Женщина еле заметно кивнула. Он двинулся вдоль ряда. Кончик
пера бухгалтера замер на странице блокнота. Строительный
рабочий расцепил скрещенные руки.
— Вы тут же предполагаете несчастный случай. Вы мысленно
молите их сказать, что с женой все в порядке, но выражение их
лиц и само их появление на вашем крыльце говорят, что нет, не
все в порядке.
Белые бумажные листки теперь лежат неподвижно. Стайнер
снимает ногу с колена и подается корпусом вперед с
озадаченным и недоуменным выражением лица. Патриция
Хансен перестает стискивать руки дочерей и хватается за барьер
с видом человека, вознамерившегося в последнюю секунду
воспрепятствовать венчанию жениха и невесты, сообщив о
непреодолимых к тому препятствиях.
— Тон их суров и будничен. Они говорят без обиняков: «Вашу
жену убили». Ваш шок выражается в смятении и нежелании
поверить. На секунду вы укрываетесь за абсурдной мыслью, что
это ошибка, что они ошиблись адресом. «Это какая-то ошибка»,
— говорите вы. Но они опускают глаза: «Простите, но ошибки тут
нет».
— Вы выходите на крыльцо: «Нет. Только не с моей женой.
- 10 -
Взгляните на мой дом. На мою машину на подъездной аллее».

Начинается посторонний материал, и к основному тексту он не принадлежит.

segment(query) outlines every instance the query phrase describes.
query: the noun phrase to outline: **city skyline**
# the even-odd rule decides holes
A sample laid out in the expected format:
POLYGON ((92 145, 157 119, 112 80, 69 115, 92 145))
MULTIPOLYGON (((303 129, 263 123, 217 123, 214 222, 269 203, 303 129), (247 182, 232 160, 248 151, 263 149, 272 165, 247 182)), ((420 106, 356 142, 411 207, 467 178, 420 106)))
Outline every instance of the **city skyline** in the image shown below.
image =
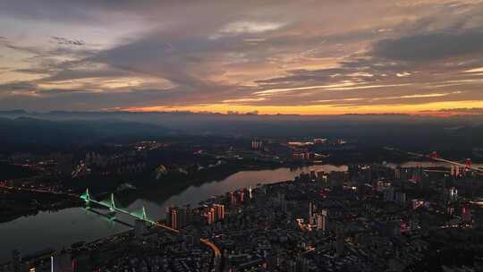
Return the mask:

Широким взмахом руки вы обводите соседние дома: «Взгляните
на моих соседей. На тех, кто тут живет. Здесь не бывает убийств.
Потому мы и поселились тут. Это безопасный район. Дети
катаются здесь на велосипедах по улице. И спим мы с
открытыми окнами. Нет! — Голос ваш звучит умоляюще. —
Произошла ошибка!»
Он делает паузу, чувствуя, видя по блеску глаз, что они жаждут
продолжения, жаждут успокоительного рокота его речи, хотят
впитывать, всасывать в себя его слова, как наркотик из шприца.
— Нет, ошибки не произошло. Несчастный случай. А вернее —
продуманный. Заранее просчитанный шаг больного и ущербного
в социальном плане человека, психопата, нацеленного в этот
вечер на убийство. А раз так — никто и ничто не могли сбить и
отвратить его от намеченного.
Он широко раскидывает руки, словно укрывая присяжных этим
жестом от боли, признавая всю трудность предстоящей им
задачи.
— Хотел бы я, чтобы вам надлежало ответить лишь на простой
вопрос: действительно ли Эмили Скотт явилась жертвой
ужасного и бессмысленного убийства? — Это была тонкая
ссылка на заключительную речь Стайнера. — С этим, я уверен,
согласен каждый из здесь присутствующих.
Присяжные утвердительно наклоняют головы.
— Хотел бы я, чтобы обращенный к вам вопрос был
сформулирован так: «Пострадали ли супруг и малолетний сын
убитой от гнусного поступка Карла Сэндала и продолжатся ли их
страдания в дальнейшем?»
Он переводит взгляд с одного лица на другое.
— Да, и страдания их нам даже трудно вообразить. — Слова его
сливаются с завораживающим жужжанием ручных вентиляторов.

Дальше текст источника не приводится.